In its previous response to an FDA 483 triggered by a facility inspection, the company had even stated that the change in API had no impact on the product’s manufacturing and quality, the letter stated.  Torrent had not investigated the root causes of the batch failures, or provided justification for changing the API it used in the manufacturing process, according to FDA. 

After outlining the specific examples of noncompliance, the letter then defined the philosophy behind process validation and process qualification studies. FDA has asked for a detailed summary of the company’s validation program, and how it will ensure a state of control throughout the product lifecycle. FDA also requested clarification of how the company will perform monitoring of variation within and between different batches of product to demonstrate control, and also asked for a timeline for performing process performance qualification of each of its products. 

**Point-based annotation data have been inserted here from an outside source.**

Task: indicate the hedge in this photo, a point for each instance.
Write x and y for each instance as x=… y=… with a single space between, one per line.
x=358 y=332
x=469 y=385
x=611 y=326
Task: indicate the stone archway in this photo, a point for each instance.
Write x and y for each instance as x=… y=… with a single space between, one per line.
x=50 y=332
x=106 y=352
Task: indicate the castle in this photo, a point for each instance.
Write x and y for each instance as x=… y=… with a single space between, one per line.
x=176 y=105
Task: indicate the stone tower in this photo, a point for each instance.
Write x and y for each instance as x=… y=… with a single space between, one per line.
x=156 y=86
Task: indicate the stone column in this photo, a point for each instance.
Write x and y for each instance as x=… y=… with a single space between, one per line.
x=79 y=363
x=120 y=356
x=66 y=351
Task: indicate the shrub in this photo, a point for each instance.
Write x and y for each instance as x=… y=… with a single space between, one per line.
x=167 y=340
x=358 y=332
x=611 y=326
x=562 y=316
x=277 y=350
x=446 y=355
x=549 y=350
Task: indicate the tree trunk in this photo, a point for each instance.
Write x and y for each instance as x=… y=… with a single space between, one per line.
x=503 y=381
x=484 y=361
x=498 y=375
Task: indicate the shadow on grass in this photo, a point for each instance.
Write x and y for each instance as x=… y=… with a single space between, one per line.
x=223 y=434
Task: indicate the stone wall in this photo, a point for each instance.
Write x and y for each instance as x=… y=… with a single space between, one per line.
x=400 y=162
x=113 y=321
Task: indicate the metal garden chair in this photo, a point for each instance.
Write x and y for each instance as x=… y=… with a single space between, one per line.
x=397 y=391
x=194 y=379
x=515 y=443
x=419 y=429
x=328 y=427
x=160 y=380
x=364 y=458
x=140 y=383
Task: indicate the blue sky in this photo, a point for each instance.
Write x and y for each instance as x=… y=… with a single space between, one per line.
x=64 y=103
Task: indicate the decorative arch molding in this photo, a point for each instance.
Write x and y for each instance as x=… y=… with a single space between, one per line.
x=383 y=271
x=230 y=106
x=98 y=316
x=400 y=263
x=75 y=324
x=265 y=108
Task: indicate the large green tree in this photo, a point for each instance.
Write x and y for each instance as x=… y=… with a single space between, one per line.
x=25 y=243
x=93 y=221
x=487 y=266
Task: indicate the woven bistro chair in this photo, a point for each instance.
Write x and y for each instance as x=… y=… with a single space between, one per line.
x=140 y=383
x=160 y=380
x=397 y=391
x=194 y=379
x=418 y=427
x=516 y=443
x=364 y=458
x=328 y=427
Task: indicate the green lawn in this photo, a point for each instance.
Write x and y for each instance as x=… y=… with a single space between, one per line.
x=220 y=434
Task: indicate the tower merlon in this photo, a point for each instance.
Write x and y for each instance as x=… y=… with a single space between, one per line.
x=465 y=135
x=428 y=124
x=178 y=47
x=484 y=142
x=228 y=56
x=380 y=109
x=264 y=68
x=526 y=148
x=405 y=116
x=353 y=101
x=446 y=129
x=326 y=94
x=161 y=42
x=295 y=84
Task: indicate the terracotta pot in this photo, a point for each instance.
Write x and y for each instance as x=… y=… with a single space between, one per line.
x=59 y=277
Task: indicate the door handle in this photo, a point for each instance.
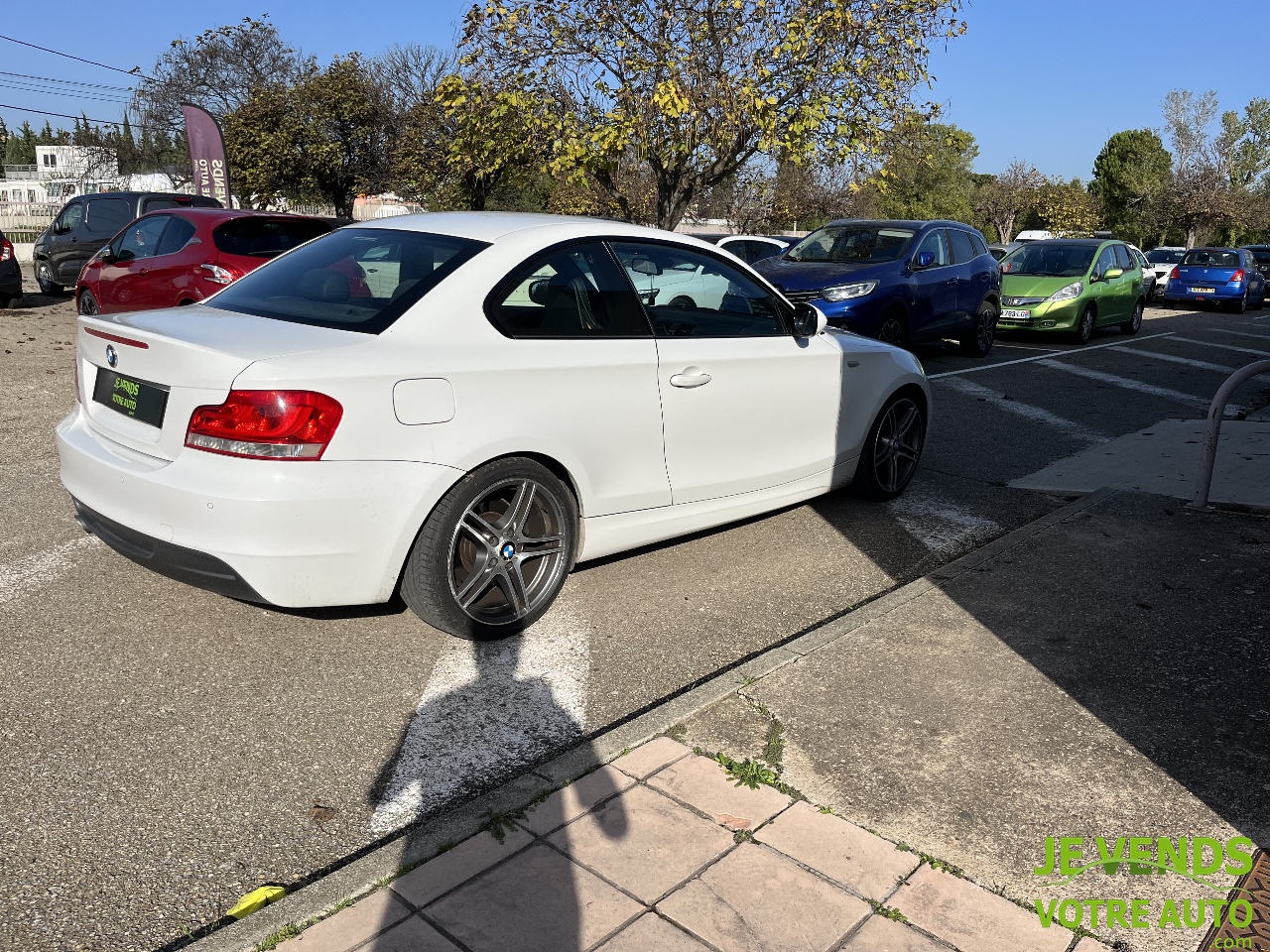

Lack of insight into reasons for out-of-specification (OOS) results

The agency found multiple instances where initial OOS results were invalidated without sufficient investigation.  Between January 2017 and March 2019, FDA’s letter stated, the facility had invalidated between 60 and 70% of initial OOS test results and had not followed up to find root cause. In its response to FDA last Spring, the company stated that OOS results had fallen from 77% to 41% between January 2017 to March 2019.

Pointing out the connection between OOS investigations and CAPA, FDA noted that the company had been criticized for these deficiencies previously, in inspections at its Indrad facility in April 2017 and at its Dahej plant in March 2019.

“Repeated failures at multiple sites demonstrate that executive management oversight and control over the manufacture of drugs is inadequate,” the letter said, emphasizing the fact that senior managers bear the final responsibility for ensuring cGMP compliance. It asked for:

  • an independent, third-party review of all invalidated OOS (including in-process and release/stability testing) results for products currently in the US market.

  • a report explaining whether laboratory error was at the root of the problem, or, if that was not the cause, a full review of production including batch manufacturing records, variability of raw materials, process capability, deviation, complaint, and batch failure histories.

  •  Summaries of potential root causes for each investigation, and a comprehensive review and remediation plan for systems used to investigate OOS results.

FDA’s letter states that it may withhold approval of any new drugs that the company may have under review at the agency, and refuse to allow products made at the facility to be sold in the US, it asked for a written response within 15 days.